I find the h-index to be very strange today

June 30, 2011

I like to use ISI’s web of knowledge thingy to keep track of who is citing our* papers. Often times I’ll pull up a few that I haven’t seen yet that are related to our work.

Fortunately, I don’t have consistent cause to review other performance metrics having to do with my pubs because the whole thing kind of gives me a headache.

But I do, now and again, look at the h-index and ponder it. I’m not quite grasping what it tells us, other than one’s longevity in science, but whatever. Seems to me that if you take a slice of your own approximate science-age cohort, then it might be at least somewhat meaningful.

I have a bunch of peers in my approximate subfields, of my approximate career status and, most importantly, who started publishing at approximately the same time as I did. This is the “hold all else equal” analysis, or at least as close as it comes.

I recently took a look at the citation reports of some folks that I think, in a very general sense, have been kicking my ass on the metrics. Particularly salient to me is the rate of publications flying out with their names on them, since I see them pass by TOC and PubMed topic alerts. And in many cases the graph of pubs per year on ISI’s web of knowledge confirms that impression. But the number of *citations* per year seems to feature a lot less variance than I would think.

Hmm I says to myself.

Then I look at the h-indices and find even less variance than I would have thought.

So now I’m back to trying to grasp what this measure really means. In an intuitive sense, I mean; I grasp the definition**.

If someone has a significantly larger number of papers, this should result in a higher h-index, right? I mean just going by the odds of what is going to lead to greater or fewer numbers of citations. If there is a longer length of time of publication, ditto, as they accumulate. And I grasp the notion that different subfields of science are going to be more or less active, citation wise. But when you start making comparisons between individual scientists who have approximately the same length of publishing history in approximately the same subfields, you should be able to use this h-index more accurately. It should say something meaningfully different.
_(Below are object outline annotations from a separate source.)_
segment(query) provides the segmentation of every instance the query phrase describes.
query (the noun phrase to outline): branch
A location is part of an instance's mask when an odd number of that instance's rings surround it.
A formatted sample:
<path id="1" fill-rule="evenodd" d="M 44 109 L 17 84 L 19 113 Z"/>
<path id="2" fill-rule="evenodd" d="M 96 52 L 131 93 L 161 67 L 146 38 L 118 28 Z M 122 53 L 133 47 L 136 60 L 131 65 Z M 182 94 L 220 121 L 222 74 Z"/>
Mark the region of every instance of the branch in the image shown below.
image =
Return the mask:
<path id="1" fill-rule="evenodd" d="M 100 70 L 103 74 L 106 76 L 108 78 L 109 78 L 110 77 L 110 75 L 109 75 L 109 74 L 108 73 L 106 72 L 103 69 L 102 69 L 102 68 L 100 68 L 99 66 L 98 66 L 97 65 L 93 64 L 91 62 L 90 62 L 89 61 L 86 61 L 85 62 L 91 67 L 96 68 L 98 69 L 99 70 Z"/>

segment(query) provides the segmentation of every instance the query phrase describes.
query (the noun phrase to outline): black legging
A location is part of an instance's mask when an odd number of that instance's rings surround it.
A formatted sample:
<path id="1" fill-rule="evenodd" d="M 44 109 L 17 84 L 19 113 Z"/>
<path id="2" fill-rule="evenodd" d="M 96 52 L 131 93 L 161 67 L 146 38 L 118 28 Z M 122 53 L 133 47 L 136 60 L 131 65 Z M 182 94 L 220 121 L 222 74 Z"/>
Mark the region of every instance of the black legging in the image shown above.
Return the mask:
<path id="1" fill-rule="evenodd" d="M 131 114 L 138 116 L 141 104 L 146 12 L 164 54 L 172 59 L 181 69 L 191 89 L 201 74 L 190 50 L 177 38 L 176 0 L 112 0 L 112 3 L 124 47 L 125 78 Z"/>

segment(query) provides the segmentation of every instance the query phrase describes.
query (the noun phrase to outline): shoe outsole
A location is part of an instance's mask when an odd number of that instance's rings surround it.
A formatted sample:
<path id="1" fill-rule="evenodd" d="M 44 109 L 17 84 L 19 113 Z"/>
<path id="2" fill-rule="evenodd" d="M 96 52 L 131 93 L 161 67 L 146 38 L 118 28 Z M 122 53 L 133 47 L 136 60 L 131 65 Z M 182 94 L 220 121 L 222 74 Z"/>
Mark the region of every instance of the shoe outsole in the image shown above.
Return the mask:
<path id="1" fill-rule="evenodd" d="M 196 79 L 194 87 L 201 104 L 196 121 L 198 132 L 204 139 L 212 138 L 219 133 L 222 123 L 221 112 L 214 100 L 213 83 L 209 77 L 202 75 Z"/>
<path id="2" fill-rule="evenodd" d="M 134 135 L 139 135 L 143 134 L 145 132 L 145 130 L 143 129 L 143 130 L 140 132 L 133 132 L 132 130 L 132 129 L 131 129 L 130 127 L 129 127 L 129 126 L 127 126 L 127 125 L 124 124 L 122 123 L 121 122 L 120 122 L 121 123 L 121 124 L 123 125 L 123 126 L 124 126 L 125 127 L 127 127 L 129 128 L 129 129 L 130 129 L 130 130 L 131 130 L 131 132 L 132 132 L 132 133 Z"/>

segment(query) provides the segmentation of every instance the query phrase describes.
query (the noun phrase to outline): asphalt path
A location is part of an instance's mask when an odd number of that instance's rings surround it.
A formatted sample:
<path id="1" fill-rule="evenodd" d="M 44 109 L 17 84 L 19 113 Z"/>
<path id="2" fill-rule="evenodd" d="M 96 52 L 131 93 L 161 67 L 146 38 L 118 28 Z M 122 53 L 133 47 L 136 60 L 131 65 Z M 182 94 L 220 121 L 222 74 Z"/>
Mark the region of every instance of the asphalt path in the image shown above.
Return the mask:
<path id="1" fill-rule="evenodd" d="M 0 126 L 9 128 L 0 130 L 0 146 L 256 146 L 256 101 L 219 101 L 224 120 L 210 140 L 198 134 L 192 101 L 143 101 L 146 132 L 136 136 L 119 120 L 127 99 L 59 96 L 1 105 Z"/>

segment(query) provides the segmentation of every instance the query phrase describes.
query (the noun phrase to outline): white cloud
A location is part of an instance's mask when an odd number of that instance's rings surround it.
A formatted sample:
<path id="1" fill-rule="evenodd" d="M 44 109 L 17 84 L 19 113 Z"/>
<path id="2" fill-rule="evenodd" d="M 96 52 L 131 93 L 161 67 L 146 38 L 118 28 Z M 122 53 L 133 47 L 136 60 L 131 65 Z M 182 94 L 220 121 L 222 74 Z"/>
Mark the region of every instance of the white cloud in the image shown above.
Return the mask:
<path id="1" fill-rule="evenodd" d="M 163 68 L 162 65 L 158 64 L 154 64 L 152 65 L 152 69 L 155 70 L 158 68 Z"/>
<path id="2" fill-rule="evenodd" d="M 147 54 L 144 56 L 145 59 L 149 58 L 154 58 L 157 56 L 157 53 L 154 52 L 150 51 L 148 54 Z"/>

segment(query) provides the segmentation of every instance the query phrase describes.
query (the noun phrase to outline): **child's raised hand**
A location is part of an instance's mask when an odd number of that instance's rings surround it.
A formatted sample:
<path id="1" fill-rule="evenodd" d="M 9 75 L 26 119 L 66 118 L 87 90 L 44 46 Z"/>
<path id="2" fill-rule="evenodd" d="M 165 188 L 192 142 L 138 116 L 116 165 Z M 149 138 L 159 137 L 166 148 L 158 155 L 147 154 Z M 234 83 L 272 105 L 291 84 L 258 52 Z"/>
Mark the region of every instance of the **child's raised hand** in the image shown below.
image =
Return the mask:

And I’m not seeing that right now.

Unless you argue that regardless of numbers of published articles that might be anywhere from 1.5-3 fold higher, the scientists in this grouping only manage to pump out about the same number of papers that have “top-X” amount of citation interest within the field?
__
*and I’m increasingly using this as a tool to track through literature that cites other specific papers in subfields. I’m getting more and more impressed with this as a time saver for my rapidly atrophying brain.

**The h-index as defined by the creator Hirsch: A scientist has index h if h of [his/her] Np papers have at least h citations each, and the other (Np − h) papers have at most h citations each.

No Responses Yet to “I find the h-index to be very strange today”

  1. Charles Says:

    It’s a little bit hard to understand what you’re actually saying. You’re saying that these guy publish 3x as many papers as you do, but still have the same number of total citations as you? If so, why is that confusing? It just means that your papers get cited more, right?

    Now maybe that in itself is confusing if you think that on average their papers are about as good as yours. But that’s impossible for us to assess.

    Like

  2. Pinko Punko Says:

    It may really only be best at determining people publishing a lot of low impact papers. If people have similar impact by the measure they are going to have similar h- a few more papers but a few less cites, or vice versa. It is a reasonable statistic, but I think only less impact really shows up.

    Although with these useful tools (WoS, Scopus), I bet the “they cited us, we’ll cite them” will go up, because those papers are easier to find in the sea of lit we’re all trying to keep up with.

    Like

  3. Drug Monkey Says:

    Not quite Charles. More that the “best” X papers of different scientists draw about the same. But not even that b/c it doesn’t account for the skew in the first X/4 or X/10 papers.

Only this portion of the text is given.